If we can compare genes with memes and cells with thoughts, are there any “cultural stem cells”? Undifferentiated self-replicating entities based on abstract ideas? Stem cells are cells found in all multi-cellular organisms. They are characterized by the ability to renew and replicate themselves, they also can differentiate themselves into a diverse range of specialized cell type. Stem cells are the base of life, they can found at the beginning of every multi-cellular organism, but they are also very dangerous and can be a source of cancer. The cancer stem cell hypothesis says that cancer may be caused by stem cells gone bad. If “cultural stem cells” exist, then they could be source of cultural cancer, too.

Families and Dynasties

Now, is there such a thing as a cultural or social stem cell? A stem cell is an entity which can replicate itself. Therefore a cultural stem cell is a social group with certain ideas, beliefs and traditions which replicates itself. Is it the family which give rise to clans, tribes and dynasties or is it the small circle or group that meets regularly in a certain room or place, which leads to religions, ideologies and social movements? Well, both.

Families are the basic unit of all societies, modern and ancient ones. A family is a group of people which shares common genes. The purpose of a family is to replicate, maintain, and sustain itself. It is the family which give rise to clans, tribes and dynasties, examples are the tribes in Afghanistan or Scottish clans.
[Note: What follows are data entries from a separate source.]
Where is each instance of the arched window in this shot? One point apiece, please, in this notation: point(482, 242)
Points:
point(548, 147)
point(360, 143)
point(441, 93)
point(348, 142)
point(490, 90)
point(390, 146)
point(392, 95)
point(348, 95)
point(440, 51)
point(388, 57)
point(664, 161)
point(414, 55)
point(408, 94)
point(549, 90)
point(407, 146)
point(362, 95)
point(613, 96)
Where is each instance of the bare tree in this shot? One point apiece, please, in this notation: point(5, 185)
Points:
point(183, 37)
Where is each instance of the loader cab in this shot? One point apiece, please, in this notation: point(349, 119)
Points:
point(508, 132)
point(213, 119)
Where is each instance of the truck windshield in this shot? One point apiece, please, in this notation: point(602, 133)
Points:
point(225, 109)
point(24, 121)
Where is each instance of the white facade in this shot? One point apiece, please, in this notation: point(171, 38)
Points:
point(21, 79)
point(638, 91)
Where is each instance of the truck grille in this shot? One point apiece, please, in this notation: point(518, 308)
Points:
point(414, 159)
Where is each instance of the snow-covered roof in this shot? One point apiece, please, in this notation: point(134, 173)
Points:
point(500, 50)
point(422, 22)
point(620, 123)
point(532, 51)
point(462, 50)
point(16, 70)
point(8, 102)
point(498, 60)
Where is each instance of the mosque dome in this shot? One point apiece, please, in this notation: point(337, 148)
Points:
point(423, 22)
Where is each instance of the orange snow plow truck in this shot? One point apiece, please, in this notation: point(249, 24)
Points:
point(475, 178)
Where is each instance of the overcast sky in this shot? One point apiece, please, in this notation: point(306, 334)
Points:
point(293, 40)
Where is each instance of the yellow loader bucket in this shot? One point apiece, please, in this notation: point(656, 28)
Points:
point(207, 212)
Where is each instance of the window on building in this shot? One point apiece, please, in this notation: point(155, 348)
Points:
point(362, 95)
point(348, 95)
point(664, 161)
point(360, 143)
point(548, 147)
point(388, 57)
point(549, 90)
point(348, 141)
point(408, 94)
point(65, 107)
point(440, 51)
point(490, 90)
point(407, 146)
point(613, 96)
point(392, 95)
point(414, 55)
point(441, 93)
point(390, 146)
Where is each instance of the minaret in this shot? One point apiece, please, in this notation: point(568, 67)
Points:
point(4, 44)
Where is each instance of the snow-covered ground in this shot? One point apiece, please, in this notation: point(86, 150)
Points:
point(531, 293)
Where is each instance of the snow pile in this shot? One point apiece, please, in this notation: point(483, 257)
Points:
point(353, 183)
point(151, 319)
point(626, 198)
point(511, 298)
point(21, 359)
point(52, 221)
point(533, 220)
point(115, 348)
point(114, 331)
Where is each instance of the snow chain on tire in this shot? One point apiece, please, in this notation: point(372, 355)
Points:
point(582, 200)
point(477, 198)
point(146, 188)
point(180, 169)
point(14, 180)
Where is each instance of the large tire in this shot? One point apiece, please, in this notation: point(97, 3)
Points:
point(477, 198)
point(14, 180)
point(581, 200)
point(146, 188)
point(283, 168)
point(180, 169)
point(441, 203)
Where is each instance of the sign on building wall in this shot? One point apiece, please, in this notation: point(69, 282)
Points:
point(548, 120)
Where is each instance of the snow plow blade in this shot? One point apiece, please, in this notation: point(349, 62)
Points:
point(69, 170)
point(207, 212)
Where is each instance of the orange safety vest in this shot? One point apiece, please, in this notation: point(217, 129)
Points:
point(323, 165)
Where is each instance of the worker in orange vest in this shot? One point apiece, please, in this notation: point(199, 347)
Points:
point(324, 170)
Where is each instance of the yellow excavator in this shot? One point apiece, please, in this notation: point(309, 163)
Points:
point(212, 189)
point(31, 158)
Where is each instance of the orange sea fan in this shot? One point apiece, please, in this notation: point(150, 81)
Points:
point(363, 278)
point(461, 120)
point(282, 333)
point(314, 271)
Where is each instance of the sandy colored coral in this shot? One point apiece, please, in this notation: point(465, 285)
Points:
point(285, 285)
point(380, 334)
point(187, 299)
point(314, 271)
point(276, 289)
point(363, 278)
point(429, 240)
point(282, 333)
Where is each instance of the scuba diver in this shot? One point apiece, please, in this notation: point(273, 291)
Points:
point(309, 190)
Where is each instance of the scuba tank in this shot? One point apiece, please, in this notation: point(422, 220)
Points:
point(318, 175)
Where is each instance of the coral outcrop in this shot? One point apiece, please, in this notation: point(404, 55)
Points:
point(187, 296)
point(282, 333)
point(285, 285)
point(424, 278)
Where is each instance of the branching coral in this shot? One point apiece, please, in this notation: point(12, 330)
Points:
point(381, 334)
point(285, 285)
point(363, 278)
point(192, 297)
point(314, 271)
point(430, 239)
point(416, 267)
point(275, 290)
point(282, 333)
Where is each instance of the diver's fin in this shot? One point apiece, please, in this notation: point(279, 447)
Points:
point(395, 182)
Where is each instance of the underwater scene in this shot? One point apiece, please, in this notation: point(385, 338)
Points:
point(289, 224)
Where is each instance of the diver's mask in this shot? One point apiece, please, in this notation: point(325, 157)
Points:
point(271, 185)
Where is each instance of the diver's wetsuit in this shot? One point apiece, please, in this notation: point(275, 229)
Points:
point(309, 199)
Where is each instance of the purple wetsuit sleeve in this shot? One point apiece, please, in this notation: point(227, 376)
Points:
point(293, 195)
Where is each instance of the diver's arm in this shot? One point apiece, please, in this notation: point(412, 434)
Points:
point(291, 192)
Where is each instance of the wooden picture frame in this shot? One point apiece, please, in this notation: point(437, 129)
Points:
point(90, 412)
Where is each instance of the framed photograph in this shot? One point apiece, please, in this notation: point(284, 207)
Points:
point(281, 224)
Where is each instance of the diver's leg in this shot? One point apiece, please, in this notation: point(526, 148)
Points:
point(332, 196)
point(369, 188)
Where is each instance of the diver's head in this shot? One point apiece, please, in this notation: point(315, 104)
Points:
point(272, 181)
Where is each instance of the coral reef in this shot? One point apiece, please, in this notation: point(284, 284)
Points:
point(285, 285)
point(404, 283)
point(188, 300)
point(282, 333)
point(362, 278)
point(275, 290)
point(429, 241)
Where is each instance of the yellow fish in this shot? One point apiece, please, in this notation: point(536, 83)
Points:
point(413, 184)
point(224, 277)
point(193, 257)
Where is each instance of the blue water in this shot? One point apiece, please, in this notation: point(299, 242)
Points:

These clans and tribes existed before any ancient culture. Families are the founders of corporations in economic systems, for instance the Porsche family – Ferdinand Porsche and its descendants – founded the Porsche automobile corporation. Since the dawn of culture, families are also the founders of royal dynasties, for instance the royal houses of Europe, the House of Windsor, the House of Hohenzollern, etc., or the “Kennedy Dynasty” in America (see “The Kennedys: Dynasty and Disaster”, John H. Davis, McGraw-Hill, 1984). Descendants of a family tend to glorify their ancestors, because it increases their own legitimation to rule.

In general, there is also a group of people which shares common memes. This can be small group of thoughtful, committed people which follow a certain ideology or try to achieve a common goal. As Margaret Mead said, a small group of thoughtful, committed citizens can act like a stem cell for a political party, a large organization or a social movement. Both attributes seem to be critical, “thoughtful” means the group has some common idea or ideology (such as “Shawarma for everybody”, “A man should have a mustache”, ..), and “committed” means it follows it against all odds. A typical meeting place would be a temple, church or meeting room, where all members of the group meet regularly to realize their culture.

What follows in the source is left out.